Can C++ automatic variables vary in size? - c++

In the following C++ program:
#include <string>
using namespace std;
int main()
{
string s = "small";
s = "bigger";
}
is it more correct to say that the variable s has a fixed size or that the variable s varies in size?

It depends on what you mean by "size".
The static size of s (as returned by sizeof(s)) will be the same.
However, the size occupied on the heap will vary between the two cases.
What do you want to do with the information?

i'll say yes and no.
s will be the same string instance but it's internal buffer (which is preallocated depending on your STL implementation) will contain a copy of the constant string you wanted to affect to it.
Should the constant string (or any other char* or string) have a bigger size than the internal preallocated buffer of s, s buffer will be reallocated depending on string buffer reallocation algorithm implemented in your STL implmentation.

This is going to lead to a dangerous discussion because the concept of "size" is not well defined in your question.
The size of a class s is known at compile time, it's simply the sum of the sizes of it's members + whatever extra information needs to be kept for classes (I'll admit I don't know all the details) The important thing to get out of this, however is the sizeof(s) will NOT change between assignments.
HOWEVER, the memory footprint of s can change during runtime through the use of heap allocations. So as you assign the bigger string to s, it's memory footprint will increase because it will probably need more space allocated on the heap. You should probably try and specify what you want.

The std::string variable never changes its size. It just refers to a different piece of memory with a different size and different data.

Neither, exactly.
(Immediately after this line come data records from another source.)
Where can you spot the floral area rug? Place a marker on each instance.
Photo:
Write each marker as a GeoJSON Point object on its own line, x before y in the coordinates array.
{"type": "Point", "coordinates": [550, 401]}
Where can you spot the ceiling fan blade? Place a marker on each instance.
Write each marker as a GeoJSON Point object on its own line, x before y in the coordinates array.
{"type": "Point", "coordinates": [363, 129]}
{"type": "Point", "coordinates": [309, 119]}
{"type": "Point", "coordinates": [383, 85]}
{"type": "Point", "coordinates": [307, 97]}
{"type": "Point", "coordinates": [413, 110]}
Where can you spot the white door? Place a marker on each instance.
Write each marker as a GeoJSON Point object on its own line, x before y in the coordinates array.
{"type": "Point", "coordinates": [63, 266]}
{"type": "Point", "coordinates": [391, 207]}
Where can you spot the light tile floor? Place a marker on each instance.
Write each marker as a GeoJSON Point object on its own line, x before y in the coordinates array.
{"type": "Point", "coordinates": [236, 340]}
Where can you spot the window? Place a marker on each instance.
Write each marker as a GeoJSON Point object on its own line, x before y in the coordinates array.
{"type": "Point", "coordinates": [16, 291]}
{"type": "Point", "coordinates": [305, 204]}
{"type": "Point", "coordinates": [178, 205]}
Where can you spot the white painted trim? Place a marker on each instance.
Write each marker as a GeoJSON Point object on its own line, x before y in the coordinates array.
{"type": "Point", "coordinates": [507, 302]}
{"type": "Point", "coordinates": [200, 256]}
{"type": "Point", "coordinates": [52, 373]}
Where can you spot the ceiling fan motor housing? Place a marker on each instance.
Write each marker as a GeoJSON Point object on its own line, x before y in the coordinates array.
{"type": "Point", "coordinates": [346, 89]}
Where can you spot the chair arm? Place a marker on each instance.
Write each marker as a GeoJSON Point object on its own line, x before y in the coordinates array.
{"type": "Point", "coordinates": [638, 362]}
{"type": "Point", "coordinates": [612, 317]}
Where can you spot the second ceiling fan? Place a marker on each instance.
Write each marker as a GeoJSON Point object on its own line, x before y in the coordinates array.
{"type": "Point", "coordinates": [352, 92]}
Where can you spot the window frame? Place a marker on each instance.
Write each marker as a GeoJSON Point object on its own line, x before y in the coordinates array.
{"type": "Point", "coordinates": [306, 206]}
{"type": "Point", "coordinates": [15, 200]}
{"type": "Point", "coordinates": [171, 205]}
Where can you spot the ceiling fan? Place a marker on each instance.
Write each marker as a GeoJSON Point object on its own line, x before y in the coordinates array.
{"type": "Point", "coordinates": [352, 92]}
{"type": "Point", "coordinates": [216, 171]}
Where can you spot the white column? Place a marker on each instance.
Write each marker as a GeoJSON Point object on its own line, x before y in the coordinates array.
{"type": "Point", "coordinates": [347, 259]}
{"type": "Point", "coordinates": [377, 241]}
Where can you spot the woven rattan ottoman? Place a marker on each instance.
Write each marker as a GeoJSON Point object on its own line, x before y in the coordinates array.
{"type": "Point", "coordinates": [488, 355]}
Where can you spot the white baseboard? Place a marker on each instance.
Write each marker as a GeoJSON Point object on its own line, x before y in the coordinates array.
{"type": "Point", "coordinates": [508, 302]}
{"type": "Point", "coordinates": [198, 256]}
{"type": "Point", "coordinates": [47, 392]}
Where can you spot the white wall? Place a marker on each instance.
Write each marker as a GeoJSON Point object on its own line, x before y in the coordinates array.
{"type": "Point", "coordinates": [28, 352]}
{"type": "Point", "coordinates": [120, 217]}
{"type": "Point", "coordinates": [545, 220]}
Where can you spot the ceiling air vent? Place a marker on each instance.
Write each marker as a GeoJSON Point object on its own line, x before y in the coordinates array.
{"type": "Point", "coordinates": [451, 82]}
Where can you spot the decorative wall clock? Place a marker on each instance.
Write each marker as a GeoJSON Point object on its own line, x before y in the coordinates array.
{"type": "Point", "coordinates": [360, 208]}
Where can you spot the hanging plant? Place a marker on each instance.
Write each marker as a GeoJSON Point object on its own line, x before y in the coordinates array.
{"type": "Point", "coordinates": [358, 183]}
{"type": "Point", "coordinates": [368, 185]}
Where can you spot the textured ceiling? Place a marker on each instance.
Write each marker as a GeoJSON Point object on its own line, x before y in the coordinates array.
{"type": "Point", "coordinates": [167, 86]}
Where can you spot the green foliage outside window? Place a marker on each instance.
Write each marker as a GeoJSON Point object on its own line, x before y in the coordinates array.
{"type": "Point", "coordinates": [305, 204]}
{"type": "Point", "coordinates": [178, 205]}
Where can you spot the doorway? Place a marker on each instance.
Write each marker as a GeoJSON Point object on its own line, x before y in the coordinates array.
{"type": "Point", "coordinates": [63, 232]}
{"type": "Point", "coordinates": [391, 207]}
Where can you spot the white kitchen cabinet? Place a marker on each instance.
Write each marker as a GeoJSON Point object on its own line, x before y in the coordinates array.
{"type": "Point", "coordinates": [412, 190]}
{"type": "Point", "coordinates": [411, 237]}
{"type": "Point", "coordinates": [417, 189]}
The variable s is referring to a string object.
#include <string>
using namespace std;
int main()
{
string s = "small"; //s is assigned a reference to a new string object containing "small"
s = "bigger"; //s is modified using an overloaded operator
}
Edit, corrected some details and clarified point
See: http://www.cplusplus.com/reference/string/string/ and in particular http://www.cplusplus.com/reference/string/string/operator=/
The assignment results in the original content being dropped and the content of the right side of the operation being copied into the object. similar to doing s.assign("bigger"), but assign has a broader range of acceptable parameters.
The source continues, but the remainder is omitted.